About Jeff Masters
Dr. Masters co-founded wunderground in 1995. He flew with the NOAA Hurricane Hunters 1986-1990. Co-blogging with him: Bob Henson, @bhensonweather
By: Dr. Jeff Masters , 1:55 PM GMT on June 15, 2007
An area of disturbed weather (94L) with heavy thunderstorm activity has developed in the western Caribbean between Mexico's Yucatan Peninsula and Cuba. This disturbance has the potential to form into a tropical depression by Sunday as it drifts northwards into the Gulf of Mexico. Wind shear over the northwest Caribbean is a not-so-healthy-for-development 20-25 knots, but is forecast to decrease somewhat over the next 48 hours. There is some dry air over the western Caribbean and southern Gulf of Mexico, but water vapor satellite loops show that the thunderstorm activity starting to fire up in association with the disturbance is steadily moistening the atmosphere. However, surface pressures are rising over the region, and thus any development is going to be slow to occur. The 7:21am EDT QuikSCAT satellite wind map show no surface circulation, and neither do satellite loops. Top winds from QuikSCAT were in the 20-30 mph range. However, winds were only about 15 mph at the Yucatan Basin buoy, and this is more representative of the winds associated with the disturbance.
Figure 1. Visible satellite image of the western Caribbean disturbance.
Figure 2. Early model tracks for the western Caribbean disturbance.

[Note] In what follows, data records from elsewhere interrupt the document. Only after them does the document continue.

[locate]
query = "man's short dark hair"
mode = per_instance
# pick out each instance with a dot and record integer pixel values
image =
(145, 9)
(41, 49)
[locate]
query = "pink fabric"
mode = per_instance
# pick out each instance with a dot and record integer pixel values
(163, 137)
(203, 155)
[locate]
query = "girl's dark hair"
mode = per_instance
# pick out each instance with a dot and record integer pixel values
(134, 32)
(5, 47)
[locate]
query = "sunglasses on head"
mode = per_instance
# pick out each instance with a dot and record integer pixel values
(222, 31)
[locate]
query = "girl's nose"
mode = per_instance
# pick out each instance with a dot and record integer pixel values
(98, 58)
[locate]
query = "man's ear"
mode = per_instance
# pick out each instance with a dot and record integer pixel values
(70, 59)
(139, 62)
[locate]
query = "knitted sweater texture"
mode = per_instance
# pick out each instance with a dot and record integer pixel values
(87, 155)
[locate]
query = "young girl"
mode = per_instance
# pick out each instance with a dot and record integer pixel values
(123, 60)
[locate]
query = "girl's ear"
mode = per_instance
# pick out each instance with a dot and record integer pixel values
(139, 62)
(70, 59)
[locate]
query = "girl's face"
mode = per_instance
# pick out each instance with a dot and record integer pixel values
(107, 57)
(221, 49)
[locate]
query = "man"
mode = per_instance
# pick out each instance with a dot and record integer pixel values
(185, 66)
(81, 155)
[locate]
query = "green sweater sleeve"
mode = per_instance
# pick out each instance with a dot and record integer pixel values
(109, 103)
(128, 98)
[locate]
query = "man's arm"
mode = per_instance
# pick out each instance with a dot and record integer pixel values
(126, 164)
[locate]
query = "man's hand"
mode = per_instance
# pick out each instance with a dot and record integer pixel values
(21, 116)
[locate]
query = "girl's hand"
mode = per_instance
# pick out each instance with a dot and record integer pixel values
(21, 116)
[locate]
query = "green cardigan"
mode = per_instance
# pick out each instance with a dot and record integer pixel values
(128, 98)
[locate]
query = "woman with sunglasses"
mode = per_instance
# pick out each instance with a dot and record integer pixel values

None of the computer models forecast that this system will become a tropical storm, but the GFS model is indicating that an extratropical storm will form from this system early next week once it moves over Florida. The situation looks similar to what happened with Tropical Storm Barry, and we could get a hybrid subtropical storm forming in the Gulf on Saturday or Sunday, as the system passes over some very deep warm waters associated with the "Loop Current" that feed the Gulf Stream. There will be a lot of wind shear (20-40 knots) over the northern Gulf of Mexico over the next seven days, which should prevent any system that forms from having winds stonger than about 60 mph. A tropical, subtropical or extratropical storm with winds topping out at 50 mph is 20% probable, though, and Florida may be the beneficiary of another good rain-making storm.
A Hurricane Hunter flight was scheduled to visit the system at 2pm EDT this afternoon, but has been canceled. The flight has not been re-scheduled for Saturday. I'll have an update on this system this afternoon, and will include my rest of June outlook for hurricane season.